Соболь внимательно посмотрел и кивнул.
— И особо, если какой сон повторится…
— Мне снится меч, — сказал Бусый.
— Какой меч?
— Серебряный, — ответил мальчишка. Подумал и уточнил: — Как луч лунный. Ну, вроде тех, которыми Луна нас от Змеёныша оборонила… Вот и меч тот… оборонить силится. То я сам им рублюсь… как бы я — и не я вовсе… А кругом тьма, и враги со всех сторон наседают… — Тут он призадумался, говорить ли про загнанного крысёнка, и решил всё же сказать: — А то вот крысёныш малый привиделся, вроде как кто его плетью хлещет, он отбивается. Я помочь, жалко ведь, а тут у него в лапке серебряный меч себя оказал… К чему бы, дедушка?

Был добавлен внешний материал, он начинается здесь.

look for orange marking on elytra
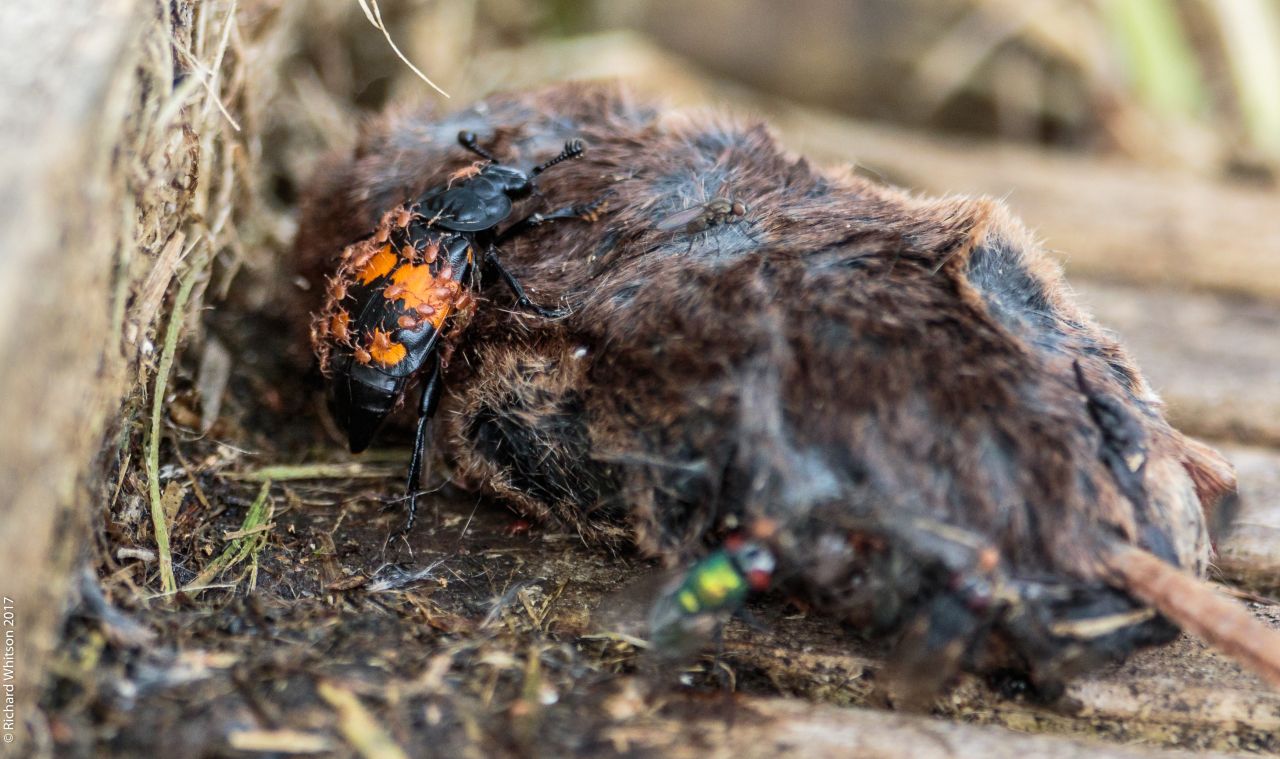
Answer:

— Не знаю пока, малыш, — задумчиво проговорил Соболь. Попробовал бы кто другой назвать Бусого малышом!.. Обиделся бы, кулаки сжал. Только дедушке было можно, от него это воспринималось как ласка, как подтверждение их с Бусым родства. А Соболь продолжал: — Сегваны, те торопятся сразу истолковывать сны, ибо верят, что те сбываются именно так, как их объяснили. Но мы не сегваны, верно? Я, к примеру, вырос в Саккареме…
«Да помню я, помню…» — мысленно подосадовал Бусый, но ничем не показал своего нетерпения, да и правильно сделал.

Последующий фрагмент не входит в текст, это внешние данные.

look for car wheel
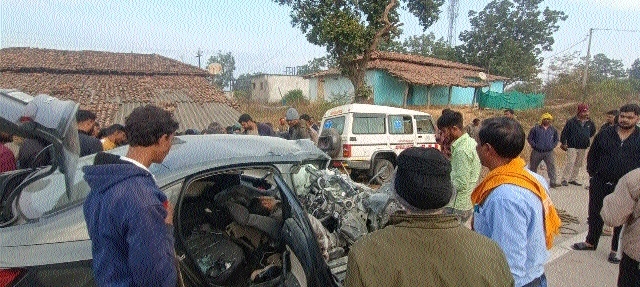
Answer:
[371,158,394,184]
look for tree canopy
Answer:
[459,0,567,82]
[207,51,236,89]
[274,0,445,101]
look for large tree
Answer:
[207,51,236,89]
[459,0,567,82]
[274,0,445,101]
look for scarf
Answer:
[471,157,562,249]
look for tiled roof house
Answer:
[305,52,507,106]
[0,48,240,130]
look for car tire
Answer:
[371,158,394,184]
[318,128,342,158]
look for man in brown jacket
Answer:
[345,147,514,287]
[600,168,640,286]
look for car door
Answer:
[0,89,80,200]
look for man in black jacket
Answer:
[572,104,640,263]
[560,104,596,186]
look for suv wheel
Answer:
[371,158,394,184]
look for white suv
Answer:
[318,104,439,183]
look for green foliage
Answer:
[380,32,458,61]
[458,0,567,82]
[282,89,309,105]
[207,51,236,89]
[274,0,444,103]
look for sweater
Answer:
[83,153,177,287]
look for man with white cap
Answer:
[345,147,514,287]
[527,113,560,188]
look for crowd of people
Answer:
[0,104,640,286]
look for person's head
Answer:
[618,104,640,130]
[540,113,553,127]
[393,147,453,212]
[125,105,178,163]
[285,108,300,126]
[476,117,525,169]
[606,110,620,125]
[202,122,226,134]
[0,132,13,144]
[238,114,256,130]
[76,110,99,135]
[578,103,589,119]
[436,111,464,140]
[503,109,516,119]
[101,124,127,145]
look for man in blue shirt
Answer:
[471,117,560,286]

— Так вот у нас, — сказал Соболь, — если начинают вспоминать старину, обязательно заведут речь про то, как через реку Малик, по-здешнему Край, некогда хлынули на нашу землю враги. Степные кочевники из Халисуна. Были их, сказывают, неисчислимые тьмы, такие, что солнце над Саккаремом померкло аж на двести лет…

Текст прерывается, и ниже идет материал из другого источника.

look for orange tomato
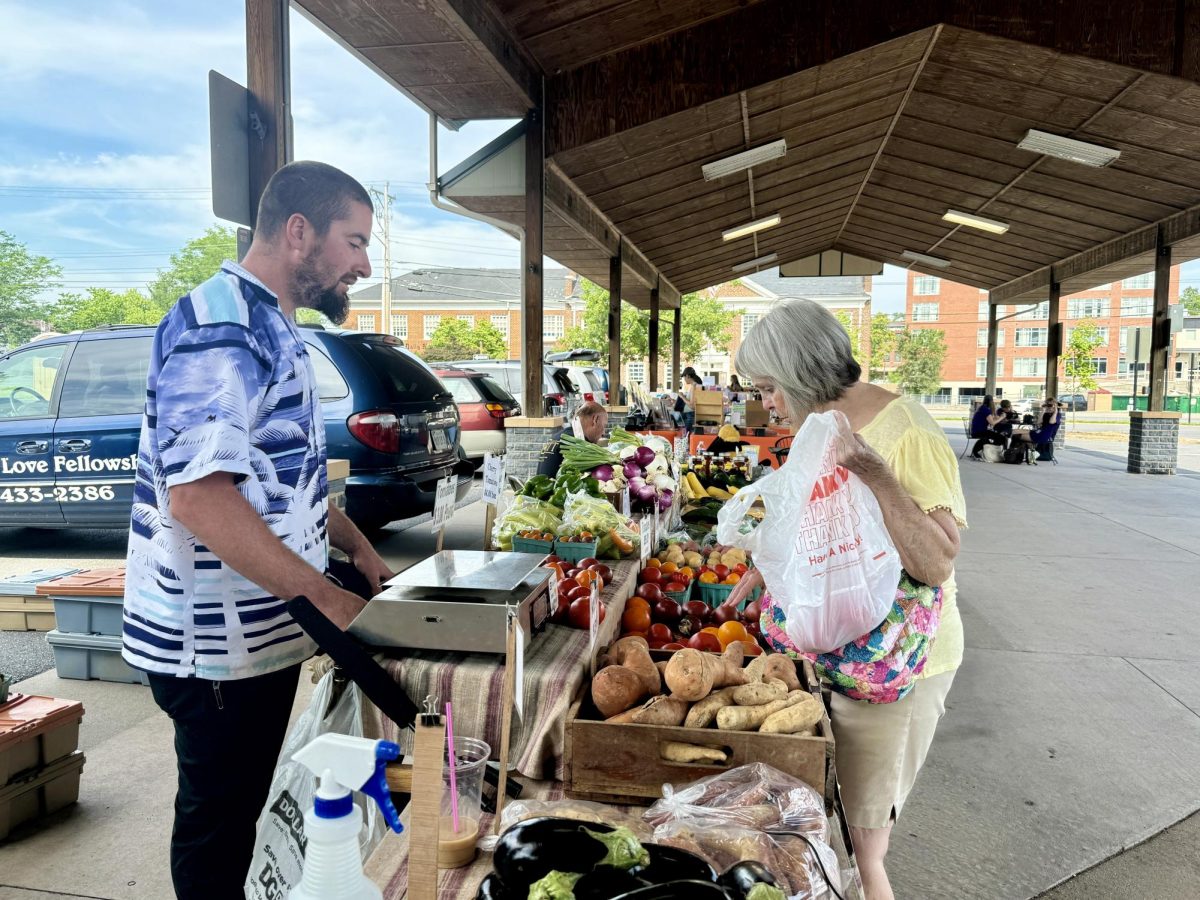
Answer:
[716,619,750,648]
[620,606,650,634]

Благородный Зелхат, с которым по молодости я был немного знаком, объяснял нашествие засухой и смертельным голодом, постигшими в тот год Халисун. Он говорил, кочевники ринулись через Край, потому что спасали от смерти своих детей. И дрались отчаянно, так, что не нашлось силы, способной их удержать. Саккарем пал, и уже наши дети остались без пищи и крова, потому что халисунцы нас обобрали до нитки. Зелхат говорил, что на самом деле земля была способна прокормить и тех и других, но не мне об этом судить. Для нас, саккаремцев, это была чёрная напасть, в одну осень выкосившая половину страны, а кто уцелел, оказались у завоевателей в рабстве. Я тебе даже так скажу: сколько веков минуло, вроде всё давно улеглось, а вот написал Зелхат в книге, будто халисунцев не злобная кровь погнала через Малик, а голод и страх, — и шад Менучер немедля решил, что старик его первому готов был продать, кто только заплатит. Это всё я к тому, что память о тех временах у нас по сию пору больная.